不穏
「じゃあ、奥で書類を書いてもらおうか」
と、ギルド長が奥を指さしながら言った。
「ユーカも一緒でいいだろ」
「部外者は入れない」
「ユーカは俺の番いだ。部外者じゃない」
と、イラつきをにじませながら答えるルカ。
「悪いな、あの件についてはなるべく人に知られたくないんだ。おい、ミーシャなんかあったら直ぐに呼んでくれ。これでいいだろ」
と、ギルド長がギルドの職員に大声で叫んだ。
これは、何かあったらギルド長が対応するという周りの冒険者に対する脅しでもある。
ルカは苦々しい顔をしてこう言った。
「ユーカ、すまない。少しだけ待っててくれるか?」
私が頷くと、ルカは名残惜しそうに何度も振り返りながら、ギルド長と奥の部屋に入っていった。

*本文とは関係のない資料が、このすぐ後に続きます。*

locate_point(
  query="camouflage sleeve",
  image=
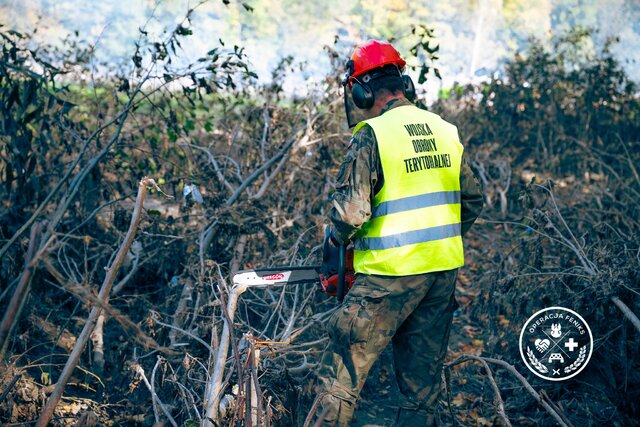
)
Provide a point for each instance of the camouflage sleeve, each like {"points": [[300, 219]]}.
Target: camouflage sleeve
{"points": [[470, 196], [358, 177]]}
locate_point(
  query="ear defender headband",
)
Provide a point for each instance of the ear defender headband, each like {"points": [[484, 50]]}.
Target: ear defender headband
{"points": [[362, 95]]}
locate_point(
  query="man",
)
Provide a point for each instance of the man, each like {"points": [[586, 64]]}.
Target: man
{"points": [[404, 197]]}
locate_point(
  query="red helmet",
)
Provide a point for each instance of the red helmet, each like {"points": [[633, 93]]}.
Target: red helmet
{"points": [[373, 54]]}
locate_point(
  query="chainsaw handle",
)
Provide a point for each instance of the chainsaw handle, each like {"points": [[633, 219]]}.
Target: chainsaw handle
{"points": [[342, 269]]}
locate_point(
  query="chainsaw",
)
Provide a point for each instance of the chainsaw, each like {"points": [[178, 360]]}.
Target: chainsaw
{"points": [[335, 275]]}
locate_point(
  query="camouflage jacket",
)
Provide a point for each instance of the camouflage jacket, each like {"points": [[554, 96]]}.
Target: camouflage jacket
{"points": [[361, 177]]}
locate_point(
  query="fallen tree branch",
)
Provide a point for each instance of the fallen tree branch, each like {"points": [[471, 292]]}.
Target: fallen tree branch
{"points": [[20, 294], [154, 397], [103, 296], [627, 312], [512, 370]]}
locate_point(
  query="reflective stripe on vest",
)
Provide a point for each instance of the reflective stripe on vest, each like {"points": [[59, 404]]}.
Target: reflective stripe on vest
{"points": [[415, 217]]}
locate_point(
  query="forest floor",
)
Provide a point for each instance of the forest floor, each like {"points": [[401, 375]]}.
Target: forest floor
{"points": [[377, 405]]}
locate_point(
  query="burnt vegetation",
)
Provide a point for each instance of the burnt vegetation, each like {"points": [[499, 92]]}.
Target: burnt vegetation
{"points": [[241, 178]]}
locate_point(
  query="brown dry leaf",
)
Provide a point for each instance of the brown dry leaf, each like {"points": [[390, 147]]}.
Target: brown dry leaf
{"points": [[471, 331], [503, 321], [459, 400]]}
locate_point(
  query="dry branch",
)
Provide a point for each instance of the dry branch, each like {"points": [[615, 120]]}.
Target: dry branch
{"points": [[96, 310], [22, 291], [560, 419], [627, 312]]}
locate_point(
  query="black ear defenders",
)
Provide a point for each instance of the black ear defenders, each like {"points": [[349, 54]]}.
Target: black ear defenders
{"points": [[362, 94], [409, 89]]}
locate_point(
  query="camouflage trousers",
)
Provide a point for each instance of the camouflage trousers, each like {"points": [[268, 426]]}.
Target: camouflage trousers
{"points": [[414, 313]]}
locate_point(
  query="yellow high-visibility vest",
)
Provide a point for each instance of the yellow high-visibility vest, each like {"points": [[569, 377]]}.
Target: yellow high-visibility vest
{"points": [[415, 221]]}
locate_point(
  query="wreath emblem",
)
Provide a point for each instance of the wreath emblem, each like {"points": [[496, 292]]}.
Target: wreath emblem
{"points": [[535, 362], [576, 363], [556, 343]]}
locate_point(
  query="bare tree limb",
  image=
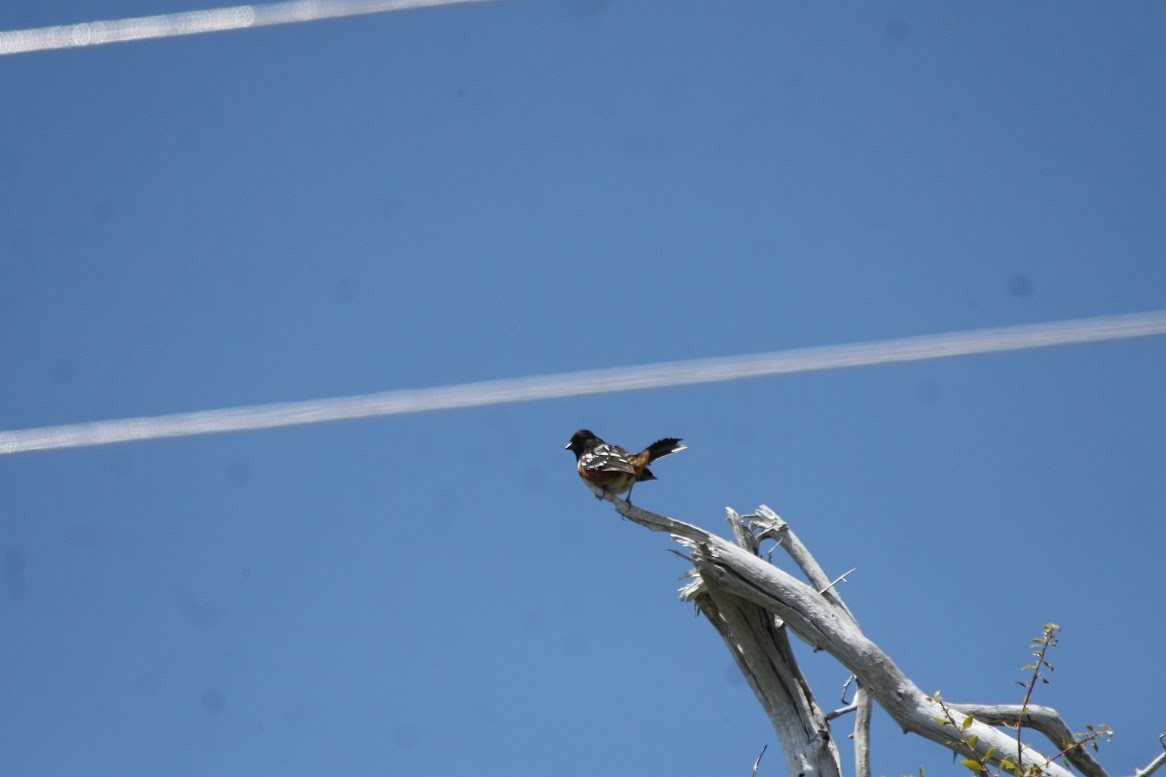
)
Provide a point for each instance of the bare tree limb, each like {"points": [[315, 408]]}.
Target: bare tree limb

なるべく邪魔にならないところに立っているとひそひそと声が聞こえる。
「なに、あれ?」
「耳無し?本当にいるんだ…」
「あんな弱そうなのが番いなんて可哀想」
「強制的に好きになっちゃうんでしょ?もし、めちゃくちゃ弱い獣人だったらどうする?」
「あたしは絶対嫌よ」
「言えてる〜」
「ってか、ルカさん狙ってたのに〜」
と、露出の高めなお姉さん達がいっせいに言い出す。
「おい、あれがあのSランク冒険者ルカの番いらしいぜ」
「最強の種族の狼獣人がね…。あんな弱っちぃのが番いか…」
と、男達も好き勝手騒ぎまくる。
「おい、聞こえるだろ…。ルカに絡まれたらどうすんだよ。ギルド長だって…」
「大丈夫だって、耳無しは俺らより何倍も耳が悪いらしいぜ」
と、優香には聞こえないように話す者達もいる。
優香は辛くなり、俯いてしまう。
「待たせたな」
俯いていた優香は、ビックリして顔を上げる。
その顔を見たルカは何かあったと確信して優香に聞く。
「何かあったか?」
「な、なんでもないよ」
「言い方を変える。 何があったんだ?」と、かなり強めに言うルカ。
「……」何も言えずに俯く優香。
「おいおい、その言い方はないだろ。嬢ちゃんだって言いたくないことぐらいあるだろうが」
と、ギルド長が割り込んできた。
ルカは周りの人達を睨むように見つめた。
「…。帰るか」
私は何も答えれなかった。本当の帰る場所なのか分からなくなったからだ。
そんな私を見て、ルカは少し乱暴に私の手を引いた。
帰り道で、星空を見ながらぼぅっと考える。
私は、やっぱりルカのそばにいちゃいけないんだ……。ルカは優しいから、番いである弱い私を切り捨てたり出来ないんだ…。離れなくちゃ…。